Lorraine Kisselburgh (Ph.D., Purdue University) is Assistant Professor in the Brian Lamb School of Communication at Purdue University. Her research interests include the dynamics and structures of collaboration, and privacy and gender in sociotechnical environments. Kisselburgh has a background in human performance and computer science, and brings over twenty years professional experience designing and supporting learning environments in academic settings, including 35 computing labs and 2 academic buildings. She is currently co-PI on two active NSF projects, including a Cyberlearning project to develop collaborative design environments for engineers, and an Ethics in Science and Engineering project to develop online course modules to develop moral reasoning abilities in engineers. Her research has also been funded by the Department of Homeland Security, by corporate foundations, and by the Purdue Research Foundation and College of Engineering. She is a member of the Purdue Advisory Council for instructional computing, Chair of the Liberal Arts Diversity Committee, and has been awarded a Service Learning award, a Diversity Fellow award, and the Violet Haas Award (for efforts on behalf of women), all at Purdue University.

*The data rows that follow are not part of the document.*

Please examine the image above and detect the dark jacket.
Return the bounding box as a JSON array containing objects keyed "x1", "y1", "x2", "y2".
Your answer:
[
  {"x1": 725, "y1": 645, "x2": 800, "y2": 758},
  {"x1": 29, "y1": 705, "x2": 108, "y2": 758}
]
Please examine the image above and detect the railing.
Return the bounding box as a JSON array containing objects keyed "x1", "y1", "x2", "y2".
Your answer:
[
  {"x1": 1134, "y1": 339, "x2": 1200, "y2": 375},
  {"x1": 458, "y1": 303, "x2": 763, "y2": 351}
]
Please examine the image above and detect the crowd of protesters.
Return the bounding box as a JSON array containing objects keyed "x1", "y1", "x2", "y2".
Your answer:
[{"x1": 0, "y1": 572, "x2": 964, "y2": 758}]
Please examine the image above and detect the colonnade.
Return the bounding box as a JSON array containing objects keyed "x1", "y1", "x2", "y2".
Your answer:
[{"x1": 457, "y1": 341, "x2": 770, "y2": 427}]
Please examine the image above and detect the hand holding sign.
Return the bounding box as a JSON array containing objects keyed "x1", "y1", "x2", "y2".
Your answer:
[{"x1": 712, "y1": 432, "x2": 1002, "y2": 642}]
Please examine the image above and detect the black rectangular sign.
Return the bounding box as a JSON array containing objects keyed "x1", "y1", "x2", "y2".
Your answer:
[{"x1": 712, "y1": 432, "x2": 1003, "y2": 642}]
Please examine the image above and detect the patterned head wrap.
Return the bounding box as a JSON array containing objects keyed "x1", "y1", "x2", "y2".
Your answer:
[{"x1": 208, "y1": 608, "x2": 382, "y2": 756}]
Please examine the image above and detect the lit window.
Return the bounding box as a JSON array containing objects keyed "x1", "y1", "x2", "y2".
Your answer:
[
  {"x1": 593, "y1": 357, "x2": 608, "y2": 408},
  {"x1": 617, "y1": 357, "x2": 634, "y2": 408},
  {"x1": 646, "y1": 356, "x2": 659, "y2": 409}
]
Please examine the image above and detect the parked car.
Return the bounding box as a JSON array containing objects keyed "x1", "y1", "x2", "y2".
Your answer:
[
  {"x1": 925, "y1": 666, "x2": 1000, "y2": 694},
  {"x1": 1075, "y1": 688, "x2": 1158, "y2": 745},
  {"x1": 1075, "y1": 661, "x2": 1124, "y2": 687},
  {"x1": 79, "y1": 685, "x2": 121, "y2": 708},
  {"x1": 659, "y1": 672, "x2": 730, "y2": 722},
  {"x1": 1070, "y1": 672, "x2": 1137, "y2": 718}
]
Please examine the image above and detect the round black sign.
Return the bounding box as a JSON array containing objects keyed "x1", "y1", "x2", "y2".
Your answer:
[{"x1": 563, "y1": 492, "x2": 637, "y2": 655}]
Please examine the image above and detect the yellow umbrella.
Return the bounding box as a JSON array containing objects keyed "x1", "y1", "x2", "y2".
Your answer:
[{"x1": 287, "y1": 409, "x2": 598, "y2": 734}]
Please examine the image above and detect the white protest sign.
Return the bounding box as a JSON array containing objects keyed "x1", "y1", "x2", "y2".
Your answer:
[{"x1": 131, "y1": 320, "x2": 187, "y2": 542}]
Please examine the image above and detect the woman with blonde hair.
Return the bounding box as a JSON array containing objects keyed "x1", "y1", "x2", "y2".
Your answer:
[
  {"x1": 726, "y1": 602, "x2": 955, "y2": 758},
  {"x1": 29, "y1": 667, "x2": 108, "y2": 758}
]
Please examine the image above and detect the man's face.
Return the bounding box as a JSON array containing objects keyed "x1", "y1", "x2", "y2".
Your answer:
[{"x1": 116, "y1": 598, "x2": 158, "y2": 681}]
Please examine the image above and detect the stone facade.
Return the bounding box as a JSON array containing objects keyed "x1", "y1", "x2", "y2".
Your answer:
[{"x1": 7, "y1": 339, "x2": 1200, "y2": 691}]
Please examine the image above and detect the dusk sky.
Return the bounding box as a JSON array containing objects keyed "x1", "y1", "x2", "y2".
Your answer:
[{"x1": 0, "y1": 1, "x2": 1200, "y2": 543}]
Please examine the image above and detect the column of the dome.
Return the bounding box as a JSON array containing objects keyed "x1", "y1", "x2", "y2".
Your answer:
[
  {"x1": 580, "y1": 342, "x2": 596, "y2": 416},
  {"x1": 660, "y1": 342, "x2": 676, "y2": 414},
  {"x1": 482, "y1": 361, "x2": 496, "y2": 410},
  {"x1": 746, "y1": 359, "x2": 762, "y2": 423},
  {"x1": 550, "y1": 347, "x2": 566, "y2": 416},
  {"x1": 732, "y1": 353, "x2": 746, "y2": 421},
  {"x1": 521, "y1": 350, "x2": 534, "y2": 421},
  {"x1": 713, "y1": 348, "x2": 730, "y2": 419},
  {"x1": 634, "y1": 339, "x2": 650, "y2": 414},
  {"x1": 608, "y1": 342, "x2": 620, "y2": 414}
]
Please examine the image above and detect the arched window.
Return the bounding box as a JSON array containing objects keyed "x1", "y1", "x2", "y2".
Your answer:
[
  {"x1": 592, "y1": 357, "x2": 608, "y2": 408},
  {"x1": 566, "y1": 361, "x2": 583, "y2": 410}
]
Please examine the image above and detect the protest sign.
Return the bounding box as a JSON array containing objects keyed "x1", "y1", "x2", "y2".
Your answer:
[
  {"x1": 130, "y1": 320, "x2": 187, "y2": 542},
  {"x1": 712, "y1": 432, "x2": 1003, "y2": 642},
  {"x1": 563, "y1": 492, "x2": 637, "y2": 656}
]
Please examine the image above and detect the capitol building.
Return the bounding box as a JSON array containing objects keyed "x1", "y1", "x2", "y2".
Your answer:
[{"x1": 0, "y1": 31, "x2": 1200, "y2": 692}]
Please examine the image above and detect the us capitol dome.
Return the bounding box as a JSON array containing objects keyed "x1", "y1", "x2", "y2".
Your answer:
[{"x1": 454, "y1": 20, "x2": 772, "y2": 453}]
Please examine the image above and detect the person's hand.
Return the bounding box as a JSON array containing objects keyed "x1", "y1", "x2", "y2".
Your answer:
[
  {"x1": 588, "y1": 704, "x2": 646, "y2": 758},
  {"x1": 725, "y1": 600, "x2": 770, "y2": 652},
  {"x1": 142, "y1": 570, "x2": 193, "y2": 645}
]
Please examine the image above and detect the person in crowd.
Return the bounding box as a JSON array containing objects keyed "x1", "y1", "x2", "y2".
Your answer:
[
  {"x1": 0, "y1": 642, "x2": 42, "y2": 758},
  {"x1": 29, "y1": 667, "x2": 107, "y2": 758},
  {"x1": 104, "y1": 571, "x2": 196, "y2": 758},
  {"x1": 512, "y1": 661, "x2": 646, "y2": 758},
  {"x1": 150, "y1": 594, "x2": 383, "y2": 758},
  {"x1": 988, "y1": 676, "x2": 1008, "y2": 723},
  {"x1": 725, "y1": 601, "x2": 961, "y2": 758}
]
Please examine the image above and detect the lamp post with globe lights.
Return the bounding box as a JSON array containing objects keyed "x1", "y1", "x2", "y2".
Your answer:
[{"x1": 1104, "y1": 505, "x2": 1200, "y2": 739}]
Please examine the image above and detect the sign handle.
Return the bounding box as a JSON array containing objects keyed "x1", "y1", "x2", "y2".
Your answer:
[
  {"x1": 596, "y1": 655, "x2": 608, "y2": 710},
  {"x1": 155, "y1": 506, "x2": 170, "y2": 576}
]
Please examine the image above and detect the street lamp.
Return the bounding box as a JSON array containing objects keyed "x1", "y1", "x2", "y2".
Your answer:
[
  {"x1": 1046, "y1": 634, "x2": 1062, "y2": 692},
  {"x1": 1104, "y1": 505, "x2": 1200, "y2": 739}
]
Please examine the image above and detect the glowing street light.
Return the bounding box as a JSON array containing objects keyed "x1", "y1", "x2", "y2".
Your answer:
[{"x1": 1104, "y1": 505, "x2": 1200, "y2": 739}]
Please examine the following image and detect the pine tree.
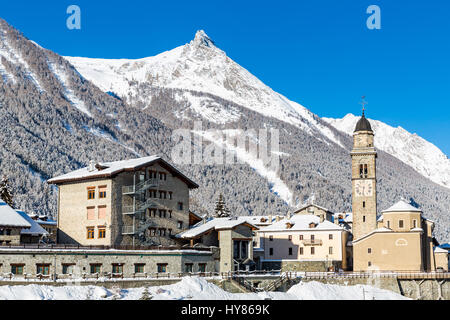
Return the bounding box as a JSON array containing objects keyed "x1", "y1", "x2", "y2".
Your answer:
[
  {"x1": 0, "y1": 176, "x2": 14, "y2": 208},
  {"x1": 214, "y1": 194, "x2": 230, "y2": 218}
]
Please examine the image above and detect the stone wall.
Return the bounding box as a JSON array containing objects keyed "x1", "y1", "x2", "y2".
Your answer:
[{"x1": 0, "y1": 249, "x2": 216, "y2": 277}]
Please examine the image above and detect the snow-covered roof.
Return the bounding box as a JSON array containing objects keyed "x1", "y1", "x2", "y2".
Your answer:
[
  {"x1": 176, "y1": 218, "x2": 258, "y2": 239},
  {"x1": 260, "y1": 214, "x2": 345, "y2": 232},
  {"x1": 47, "y1": 155, "x2": 198, "y2": 188},
  {"x1": 16, "y1": 210, "x2": 48, "y2": 236},
  {"x1": 237, "y1": 216, "x2": 285, "y2": 226},
  {"x1": 381, "y1": 200, "x2": 422, "y2": 213},
  {"x1": 0, "y1": 199, "x2": 31, "y2": 228},
  {"x1": 294, "y1": 203, "x2": 331, "y2": 213},
  {"x1": 334, "y1": 212, "x2": 353, "y2": 223},
  {"x1": 434, "y1": 247, "x2": 448, "y2": 253}
]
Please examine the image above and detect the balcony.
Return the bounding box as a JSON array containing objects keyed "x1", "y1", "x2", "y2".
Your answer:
[
  {"x1": 122, "y1": 198, "x2": 158, "y2": 215},
  {"x1": 122, "y1": 226, "x2": 136, "y2": 235},
  {"x1": 302, "y1": 239, "x2": 322, "y2": 246},
  {"x1": 122, "y1": 178, "x2": 162, "y2": 195}
]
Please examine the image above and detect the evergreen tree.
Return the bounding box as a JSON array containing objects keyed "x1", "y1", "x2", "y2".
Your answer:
[
  {"x1": 214, "y1": 194, "x2": 230, "y2": 218},
  {"x1": 0, "y1": 176, "x2": 14, "y2": 208}
]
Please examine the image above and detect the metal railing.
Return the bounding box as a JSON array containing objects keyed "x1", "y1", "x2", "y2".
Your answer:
[
  {"x1": 302, "y1": 239, "x2": 322, "y2": 246},
  {"x1": 122, "y1": 178, "x2": 164, "y2": 194},
  {"x1": 0, "y1": 243, "x2": 211, "y2": 251}
]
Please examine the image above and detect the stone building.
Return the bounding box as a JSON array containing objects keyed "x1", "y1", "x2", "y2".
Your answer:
[
  {"x1": 177, "y1": 218, "x2": 258, "y2": 272},
  {"x1": 258, "y1": 214, "x2": 348, "y2": 271},
  {"x1": 0, "y1": 246, "x2": 217, "y2": 278},
  {"x1": 0, "y1": 199, "x2": 31, "y2": 245},
  {"x1": 48, "y1": 156, "x2": 198, "y2": 246}
]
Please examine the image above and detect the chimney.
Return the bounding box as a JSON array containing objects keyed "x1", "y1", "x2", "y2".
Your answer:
[
  {"x1": 319, "y1": 213, "x2": 325, "y2": 223},
  {"x1": 88, "y1": 160, "x2": 95, "y2": 172}
]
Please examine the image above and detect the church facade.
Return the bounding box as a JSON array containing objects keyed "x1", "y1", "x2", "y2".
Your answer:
[{"x1": 351, "y1": 111, "x2": 439, "y2": 271}]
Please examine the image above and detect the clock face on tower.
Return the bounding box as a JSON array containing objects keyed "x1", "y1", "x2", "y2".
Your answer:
[{"x1": 355, "y1": 180, "x2": 373, "y2": 197}]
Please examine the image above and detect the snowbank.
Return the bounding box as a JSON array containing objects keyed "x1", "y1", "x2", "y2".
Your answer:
[{"x1": 0, "y1": 277, "x2": 408, "y2": 300}]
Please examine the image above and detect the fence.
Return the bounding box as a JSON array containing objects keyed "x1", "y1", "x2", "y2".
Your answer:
[{"x1": 0, "y1": 244, "x2": 211, "y2": 251}]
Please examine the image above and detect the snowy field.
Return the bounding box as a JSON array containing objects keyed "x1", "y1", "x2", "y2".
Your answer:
[{"x1": 0, "y1": 277, "x2": 408, "y2": 300}]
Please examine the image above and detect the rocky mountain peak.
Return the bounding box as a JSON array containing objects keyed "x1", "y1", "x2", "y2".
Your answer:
[{"x1": 191, "y1": 30, "x2": 215, "y2": 47}]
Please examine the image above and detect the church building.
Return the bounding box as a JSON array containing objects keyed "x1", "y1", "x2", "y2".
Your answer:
[{"x1": 351, "y1": 110, "x2": 439, "y2": 271}]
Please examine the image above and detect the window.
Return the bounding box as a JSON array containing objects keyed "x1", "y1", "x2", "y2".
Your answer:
[
  {"x1": 98, "y1": 227, "x2": 106, "y2": 239},
  {"x1": 88, "y1": 187, "x2": 95, "y2": 200},
  {"x1": 157, "y1": 263, "x2": 167, "y2": 273},
  {"x1": 91, "y1": 263, "x2": 102, "y2": 273},
  {"x1": 112, "y1": 263, "x2": 123, "y2": 274},
  {"x1": 98, "y1": 206, "x2": 106, "y2": 219},
  {"x1": 36, "y1": 264, "x2": 50, "y2": 276},
  {"x1": 134, "y1": 263, "x2": 145, "y2": 273},
  {"x1": 184, "y1": 263, "x2": 194, "y2": 272},
  {"x1": 11, "y1": 264, "x2": 24, "y2": 275},
  {"x1": 98, "y1": 186, "x2": 106, "y2": 199},
  {"x1": 62, "y1": 263, "x2": 75, "y2": 274},
  {"x1": 86, "y1": 227, "x2": 94, "y2": 239},
  {"x1": 86, "y1": 207, "x2": 95, "y2": 220}
]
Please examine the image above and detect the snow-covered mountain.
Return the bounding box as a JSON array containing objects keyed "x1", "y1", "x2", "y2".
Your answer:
[
  {"x1": 65, "y1": 30, "x2": 340, "y2": 145},
  {"x1": 322, "y1": 113, "x2": 450, "y2": 188}
]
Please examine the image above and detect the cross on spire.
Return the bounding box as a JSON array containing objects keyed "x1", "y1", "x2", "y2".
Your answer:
[{"x1": 359, "y1": 96, "x2": 367, "y2": 117}]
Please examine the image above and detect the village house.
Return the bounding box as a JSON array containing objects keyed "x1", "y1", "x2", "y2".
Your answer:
[
  {"x1": 258, "y1": 214, "x2": 348, "y2": 271},
  {"x1": 48, "y1": 156, "x2": 198, "y2": 246},
  {"x1": 177, "y1": 217, "x2": 258, "y2": 272}
]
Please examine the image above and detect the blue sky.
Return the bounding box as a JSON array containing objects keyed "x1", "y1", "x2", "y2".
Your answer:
[{"x1": 0, "y1": 0, "x2": 450, "y2": 155}]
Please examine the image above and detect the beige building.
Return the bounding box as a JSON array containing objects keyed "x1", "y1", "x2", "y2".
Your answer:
[
  {"x1": 351, "y1": 112, "x2": 444, "y2": 271},
  {"x1": 177, "y1": 217, "x2": 258, "y2": 272},
  {"x1": 0, "y1": 199, "x2": 31, "y2": 245},
  {"x1": 48, "y1": 156, "x2": 198, "y2": 246},
  {"x1": 258, "y1": 214, "x2": 348, "y2": 271}
]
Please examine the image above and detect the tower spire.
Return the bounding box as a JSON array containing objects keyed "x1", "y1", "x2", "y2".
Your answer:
[{"x1": 360, "y1": 96, "x2": 367, "y2": 117}]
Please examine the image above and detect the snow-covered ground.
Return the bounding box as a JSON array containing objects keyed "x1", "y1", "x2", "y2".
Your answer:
[{"x1": 0, "y1": 277, "x2": 408, "y2": 300}]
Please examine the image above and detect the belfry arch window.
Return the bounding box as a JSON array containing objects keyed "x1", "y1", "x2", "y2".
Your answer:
[{"x1": 359, "y1": 164, "x2": 369, "y2": 178}]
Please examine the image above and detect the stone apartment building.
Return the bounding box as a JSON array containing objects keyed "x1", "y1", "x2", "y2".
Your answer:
[{"x1": 48, "y1": 156, "x2": 198, "y2": 246}]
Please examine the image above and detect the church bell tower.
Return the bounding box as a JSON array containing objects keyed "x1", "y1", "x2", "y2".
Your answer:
[{"x1": 351, "y1": 104, "x2": 377, "y2": 240}]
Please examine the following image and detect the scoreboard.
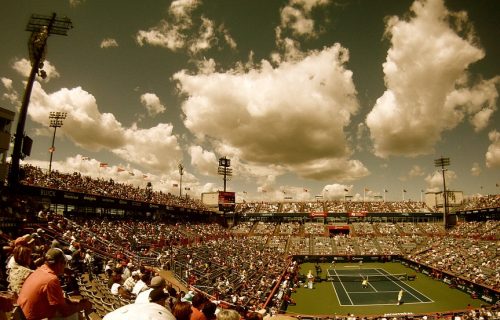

Carla B. Zoltowski is Co-Director of the EPICS Program at Purdue University. She holds a B.S.E.E., M.S.E.E., and Ph.D. in Engineering Education, all from Purdue and is responsible for teaching design and developing curriculum and assessment tools for the EPICS program. Carla’s academic and research interests include Human-Centered Design, Ethical Reasoning, Leadership, Service-Learning, and Assistive Technology and she oversees the research efforts within EPICS. She is co-PI on a study (DUE-112374) which is developing an instrument to assess individual ethical reasoning within an engineering undergraduate project team context and of the multi-disciplinary research team (EEC- 1237868) offering this workshop. In addition, she is PI of a study investigating the communicative and social processes of engineering ethics in diverse design teams (EEC-1429114). She is a member of IEEE and ASEE, and Vice Chair of the Community Engagement Division (CED) division of ASEE.